It wasn't the Civil Rights Act, or the Voting Rights Act or the Fair Housing Act that freed us. It was taking the beating and thereafter not being afraid. So, sorry Mrs. Clinton, as much as I admire you, you were wrong on this one. Our people freed ourselves and those Acts, as important as they were, were only white people officially recognizing what we had done.
No, it wasn't any of those acts that freed our hearts, souls and minds, but we'll just have to agree to disagree with what Hillary Clinton (whom I used to admire) said.  As Joseph A. Califano Jr., Lyndon Johnson's special assistant for domestic affairs from 1965 to 1969, said in 2008 - "It Took a Partnership."

All that being said however (I know, I was kinda full) - I salute HamdenRice, for not allowing the white-wash to continue by putting his finger smack-dab on the pulse of Dr. King's achievements.

Look, I know this piece is link-heavy, but I thought it was necessary to illustrate how Black folk have endured a shit-load of American terrorism - and continue to.  Read them at your leisure but please - do, at least, watch the videos.

But, we are certainly not alone.  Even those immigrants who came here on the ship, instead of in the belly of it (and who insist, now, "On Being White and Other Lies,") - have also suffered at the hands of that pesky, American exceptionalism with which, I suspect, we will be inundated tomorrow on the 10th anniversary of 9/11.

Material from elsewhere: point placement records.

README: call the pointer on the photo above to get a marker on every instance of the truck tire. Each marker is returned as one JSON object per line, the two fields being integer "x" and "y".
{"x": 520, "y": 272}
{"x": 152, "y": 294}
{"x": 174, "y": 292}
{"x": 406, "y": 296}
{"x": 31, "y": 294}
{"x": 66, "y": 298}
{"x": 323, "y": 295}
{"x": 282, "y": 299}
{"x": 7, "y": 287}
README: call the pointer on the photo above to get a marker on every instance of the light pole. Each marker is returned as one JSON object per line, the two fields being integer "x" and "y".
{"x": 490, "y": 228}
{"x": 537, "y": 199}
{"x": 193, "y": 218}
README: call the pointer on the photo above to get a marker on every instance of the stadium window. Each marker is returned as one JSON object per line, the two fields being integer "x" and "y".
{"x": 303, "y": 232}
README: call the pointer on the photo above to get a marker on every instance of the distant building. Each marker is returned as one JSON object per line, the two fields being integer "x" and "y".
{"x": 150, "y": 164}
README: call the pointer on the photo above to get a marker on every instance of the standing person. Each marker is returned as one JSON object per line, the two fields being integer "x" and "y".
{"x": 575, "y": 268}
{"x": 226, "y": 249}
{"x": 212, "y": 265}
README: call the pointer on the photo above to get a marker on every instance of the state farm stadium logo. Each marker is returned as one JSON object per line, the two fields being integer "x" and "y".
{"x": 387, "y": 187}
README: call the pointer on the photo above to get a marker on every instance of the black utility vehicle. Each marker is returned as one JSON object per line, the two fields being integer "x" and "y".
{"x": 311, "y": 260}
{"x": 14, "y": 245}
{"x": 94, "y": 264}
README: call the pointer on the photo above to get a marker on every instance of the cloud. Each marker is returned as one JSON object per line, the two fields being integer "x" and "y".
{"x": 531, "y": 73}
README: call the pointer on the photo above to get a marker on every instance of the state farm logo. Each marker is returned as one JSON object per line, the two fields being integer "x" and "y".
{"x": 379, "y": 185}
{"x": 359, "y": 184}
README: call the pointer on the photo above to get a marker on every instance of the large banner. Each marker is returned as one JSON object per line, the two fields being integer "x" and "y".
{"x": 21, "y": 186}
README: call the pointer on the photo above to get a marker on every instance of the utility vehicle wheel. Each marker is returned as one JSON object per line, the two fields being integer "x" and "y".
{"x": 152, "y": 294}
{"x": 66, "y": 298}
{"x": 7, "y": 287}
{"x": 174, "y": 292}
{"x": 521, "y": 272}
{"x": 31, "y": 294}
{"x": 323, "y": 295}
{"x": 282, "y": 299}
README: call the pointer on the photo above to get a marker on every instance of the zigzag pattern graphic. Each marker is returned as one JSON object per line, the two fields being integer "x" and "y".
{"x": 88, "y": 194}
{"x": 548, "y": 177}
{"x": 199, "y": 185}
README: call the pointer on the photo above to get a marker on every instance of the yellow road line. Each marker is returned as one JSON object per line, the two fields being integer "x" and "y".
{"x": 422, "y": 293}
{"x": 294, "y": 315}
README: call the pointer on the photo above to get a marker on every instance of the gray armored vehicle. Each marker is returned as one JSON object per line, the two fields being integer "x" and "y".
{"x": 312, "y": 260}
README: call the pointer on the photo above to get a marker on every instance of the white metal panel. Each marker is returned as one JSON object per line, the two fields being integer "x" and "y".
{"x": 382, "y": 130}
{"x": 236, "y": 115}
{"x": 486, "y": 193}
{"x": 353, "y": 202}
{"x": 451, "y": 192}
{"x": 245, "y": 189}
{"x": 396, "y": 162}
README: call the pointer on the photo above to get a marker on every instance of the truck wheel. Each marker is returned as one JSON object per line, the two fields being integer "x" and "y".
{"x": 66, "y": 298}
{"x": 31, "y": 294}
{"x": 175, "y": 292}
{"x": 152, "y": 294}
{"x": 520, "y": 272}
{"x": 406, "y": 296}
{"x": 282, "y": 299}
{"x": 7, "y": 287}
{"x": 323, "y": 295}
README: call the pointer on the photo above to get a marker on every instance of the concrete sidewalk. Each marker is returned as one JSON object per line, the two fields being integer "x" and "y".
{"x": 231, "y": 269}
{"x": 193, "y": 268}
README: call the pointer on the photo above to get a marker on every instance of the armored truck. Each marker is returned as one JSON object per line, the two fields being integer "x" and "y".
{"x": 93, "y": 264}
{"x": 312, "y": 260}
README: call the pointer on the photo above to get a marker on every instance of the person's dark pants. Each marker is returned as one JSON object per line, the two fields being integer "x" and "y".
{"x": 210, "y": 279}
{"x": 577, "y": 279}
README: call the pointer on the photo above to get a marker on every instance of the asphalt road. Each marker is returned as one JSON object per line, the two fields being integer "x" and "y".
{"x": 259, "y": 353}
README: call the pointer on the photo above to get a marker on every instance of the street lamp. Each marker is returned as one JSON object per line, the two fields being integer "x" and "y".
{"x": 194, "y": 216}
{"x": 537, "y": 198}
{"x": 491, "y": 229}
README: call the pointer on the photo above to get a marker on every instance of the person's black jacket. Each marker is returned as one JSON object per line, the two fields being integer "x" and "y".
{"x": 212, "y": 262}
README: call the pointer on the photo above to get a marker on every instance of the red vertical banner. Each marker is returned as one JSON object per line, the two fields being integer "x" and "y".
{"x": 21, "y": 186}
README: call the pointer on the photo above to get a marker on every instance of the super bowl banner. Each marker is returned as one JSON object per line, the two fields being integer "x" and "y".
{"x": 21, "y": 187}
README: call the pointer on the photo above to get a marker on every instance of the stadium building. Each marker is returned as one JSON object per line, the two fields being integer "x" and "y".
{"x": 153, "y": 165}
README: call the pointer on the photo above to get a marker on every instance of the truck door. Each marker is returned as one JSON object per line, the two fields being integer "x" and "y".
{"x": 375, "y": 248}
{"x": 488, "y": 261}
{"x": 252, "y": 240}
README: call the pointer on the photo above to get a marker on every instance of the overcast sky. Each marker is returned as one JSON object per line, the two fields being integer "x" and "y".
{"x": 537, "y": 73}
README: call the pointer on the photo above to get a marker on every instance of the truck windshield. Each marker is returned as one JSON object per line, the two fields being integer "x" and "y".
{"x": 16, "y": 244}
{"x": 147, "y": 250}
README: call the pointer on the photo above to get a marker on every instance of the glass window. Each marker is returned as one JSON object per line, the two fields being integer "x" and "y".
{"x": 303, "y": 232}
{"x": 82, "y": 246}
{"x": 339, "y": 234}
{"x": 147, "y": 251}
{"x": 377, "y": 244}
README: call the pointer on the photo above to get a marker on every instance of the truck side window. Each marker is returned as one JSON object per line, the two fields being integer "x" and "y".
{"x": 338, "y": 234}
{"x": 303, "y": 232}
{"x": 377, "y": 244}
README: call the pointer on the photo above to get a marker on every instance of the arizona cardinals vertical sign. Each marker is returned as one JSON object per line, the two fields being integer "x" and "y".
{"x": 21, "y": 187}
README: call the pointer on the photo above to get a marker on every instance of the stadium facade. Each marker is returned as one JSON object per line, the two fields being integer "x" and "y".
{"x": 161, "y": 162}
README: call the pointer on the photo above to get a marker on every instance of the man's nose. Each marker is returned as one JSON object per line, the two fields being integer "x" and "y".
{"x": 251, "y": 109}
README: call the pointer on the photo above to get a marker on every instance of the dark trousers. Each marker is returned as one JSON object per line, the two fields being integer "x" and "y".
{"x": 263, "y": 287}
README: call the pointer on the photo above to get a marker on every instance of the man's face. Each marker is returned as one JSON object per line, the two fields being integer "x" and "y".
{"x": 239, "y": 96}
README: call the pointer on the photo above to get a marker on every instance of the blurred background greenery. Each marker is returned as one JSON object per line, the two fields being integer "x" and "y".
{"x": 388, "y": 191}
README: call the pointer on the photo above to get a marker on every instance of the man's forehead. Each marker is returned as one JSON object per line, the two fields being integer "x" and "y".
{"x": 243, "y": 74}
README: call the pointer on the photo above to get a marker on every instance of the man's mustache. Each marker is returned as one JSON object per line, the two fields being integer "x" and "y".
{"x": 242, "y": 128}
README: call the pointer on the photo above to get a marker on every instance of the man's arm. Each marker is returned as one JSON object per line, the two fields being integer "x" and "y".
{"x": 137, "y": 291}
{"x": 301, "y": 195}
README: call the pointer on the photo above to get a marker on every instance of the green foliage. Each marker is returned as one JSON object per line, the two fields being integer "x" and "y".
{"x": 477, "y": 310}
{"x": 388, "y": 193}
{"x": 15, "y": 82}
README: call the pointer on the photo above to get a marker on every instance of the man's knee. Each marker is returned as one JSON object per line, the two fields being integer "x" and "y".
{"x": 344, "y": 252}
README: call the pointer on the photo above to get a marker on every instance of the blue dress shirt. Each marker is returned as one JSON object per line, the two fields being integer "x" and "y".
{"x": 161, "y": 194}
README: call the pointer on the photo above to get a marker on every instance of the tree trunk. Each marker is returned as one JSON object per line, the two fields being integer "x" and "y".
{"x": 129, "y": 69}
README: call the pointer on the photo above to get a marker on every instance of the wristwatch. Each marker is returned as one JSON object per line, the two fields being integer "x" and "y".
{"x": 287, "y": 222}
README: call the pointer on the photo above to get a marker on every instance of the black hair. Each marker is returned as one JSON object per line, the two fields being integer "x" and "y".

I stumbled upon a six-part series on You Tube awhile ago entitled, "Violence:  An American Tradition."  I'm posting Part 1 - but as the disclaimer says on each part, "Caution:  Contains scenes that may be disturbing to young or sensitive viewers" - because it, and the other five parts - are not for the faint of heart!:



I've been trying not to watch much TV at all these days, and I'll certainly not be watching any between now and tomorrow.  Because, I know I won't be able to stomach all the government/Hollywood hypocrisy, mourning the almost 3,000 killed, while literally and figuratively laying waste - to many, many millions more, both here and abroad.